Primeramente, reconocer y confesar nuestros pecados, arrepintiéndonos de éstos.

Y bendijo Dios a Venezuela con muchos tipos de riquezas principalmente el petróleo. Pero aconteció que puso Dios como cabeza en el gobierno al ex presidente y difunto Chávez, para que gobernara con equidad y justicia dándole la honra a Dios porque esto es obligación de todo rey o gobernante. Pero al ver que los ingresos petroleros se multiplicaron, vinieron otros reyes a adorarle y a buscar ayuda económica, configurándose aquel hombre como un poderoso que era capaz de hacer todo con el dinero que Dios estaba proveyendo sobre el país y nunca dijo: “Gracias, Dios, por esta ayuda, porque tuyas son las riquezas”.

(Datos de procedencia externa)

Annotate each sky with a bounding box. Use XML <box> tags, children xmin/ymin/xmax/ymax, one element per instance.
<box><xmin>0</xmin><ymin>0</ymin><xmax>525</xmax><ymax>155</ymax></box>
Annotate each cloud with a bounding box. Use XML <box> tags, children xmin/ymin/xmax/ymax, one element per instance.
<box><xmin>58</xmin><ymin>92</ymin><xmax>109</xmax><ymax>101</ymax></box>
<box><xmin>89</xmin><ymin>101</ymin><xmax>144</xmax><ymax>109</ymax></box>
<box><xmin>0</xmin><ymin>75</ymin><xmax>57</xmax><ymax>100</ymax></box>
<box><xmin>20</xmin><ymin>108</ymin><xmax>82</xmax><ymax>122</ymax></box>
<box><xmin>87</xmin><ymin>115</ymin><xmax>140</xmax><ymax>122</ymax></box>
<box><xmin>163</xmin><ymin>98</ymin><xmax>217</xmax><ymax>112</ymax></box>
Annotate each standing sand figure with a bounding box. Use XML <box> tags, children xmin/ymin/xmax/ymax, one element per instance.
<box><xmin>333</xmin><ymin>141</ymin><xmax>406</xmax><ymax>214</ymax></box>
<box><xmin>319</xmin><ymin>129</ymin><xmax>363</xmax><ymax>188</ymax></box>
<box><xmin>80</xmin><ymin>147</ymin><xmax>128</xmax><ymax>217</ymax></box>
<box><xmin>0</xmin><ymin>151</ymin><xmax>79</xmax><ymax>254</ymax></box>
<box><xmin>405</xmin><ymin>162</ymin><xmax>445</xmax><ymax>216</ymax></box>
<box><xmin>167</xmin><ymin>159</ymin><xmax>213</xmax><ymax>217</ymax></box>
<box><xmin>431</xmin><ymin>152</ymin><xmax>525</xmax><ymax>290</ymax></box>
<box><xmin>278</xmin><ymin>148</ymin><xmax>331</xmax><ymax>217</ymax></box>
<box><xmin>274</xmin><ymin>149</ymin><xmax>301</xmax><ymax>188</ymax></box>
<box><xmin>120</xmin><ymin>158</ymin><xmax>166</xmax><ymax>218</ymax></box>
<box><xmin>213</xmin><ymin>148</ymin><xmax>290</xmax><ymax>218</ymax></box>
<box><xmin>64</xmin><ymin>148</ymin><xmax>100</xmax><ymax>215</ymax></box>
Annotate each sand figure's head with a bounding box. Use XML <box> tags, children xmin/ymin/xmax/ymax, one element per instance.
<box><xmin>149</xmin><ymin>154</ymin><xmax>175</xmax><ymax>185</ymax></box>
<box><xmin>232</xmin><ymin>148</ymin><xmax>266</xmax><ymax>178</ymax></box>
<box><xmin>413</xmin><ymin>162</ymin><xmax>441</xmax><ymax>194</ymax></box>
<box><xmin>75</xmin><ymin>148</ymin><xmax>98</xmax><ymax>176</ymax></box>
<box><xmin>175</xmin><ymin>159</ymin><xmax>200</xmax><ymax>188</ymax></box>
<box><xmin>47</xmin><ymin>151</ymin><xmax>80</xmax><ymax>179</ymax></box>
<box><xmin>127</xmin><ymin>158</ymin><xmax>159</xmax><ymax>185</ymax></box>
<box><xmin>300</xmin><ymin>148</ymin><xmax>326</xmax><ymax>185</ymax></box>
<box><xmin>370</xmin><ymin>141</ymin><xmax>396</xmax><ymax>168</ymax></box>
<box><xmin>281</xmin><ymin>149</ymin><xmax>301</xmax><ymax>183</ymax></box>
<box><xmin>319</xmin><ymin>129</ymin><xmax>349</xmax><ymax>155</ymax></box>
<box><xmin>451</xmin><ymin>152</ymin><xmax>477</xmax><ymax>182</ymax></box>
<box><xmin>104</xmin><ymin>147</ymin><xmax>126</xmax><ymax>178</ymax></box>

Se hizo notable y admirado con estas riquezas, haciéndose amar como un líder a quien las naciones le hacían antesala y publicaban noticias y halagos de su grandeza y liderazgo. Así le fue cómodo al presidente, hacerse adorar parecido a un dios. Y hasta allí llegó su hora. Dios le puso término a su vida.

Porque Dios prohíbe confiar en el hombre, y el que pongamos en él la garantía de todas las cosas, y que además de estas prácticas se trate de alguien que tenga su corazón apartado de Dios. (Jeremías 17:5). Y por idolatrar el pueblo venezolano y muchas otras naciones al presidente Chávez, vino Dios y lo quitó del poder por medio de la muerte.

Porque Dios dijo: “No tendrás dioses ajenos delante de Mí” (Éxodo 20:3).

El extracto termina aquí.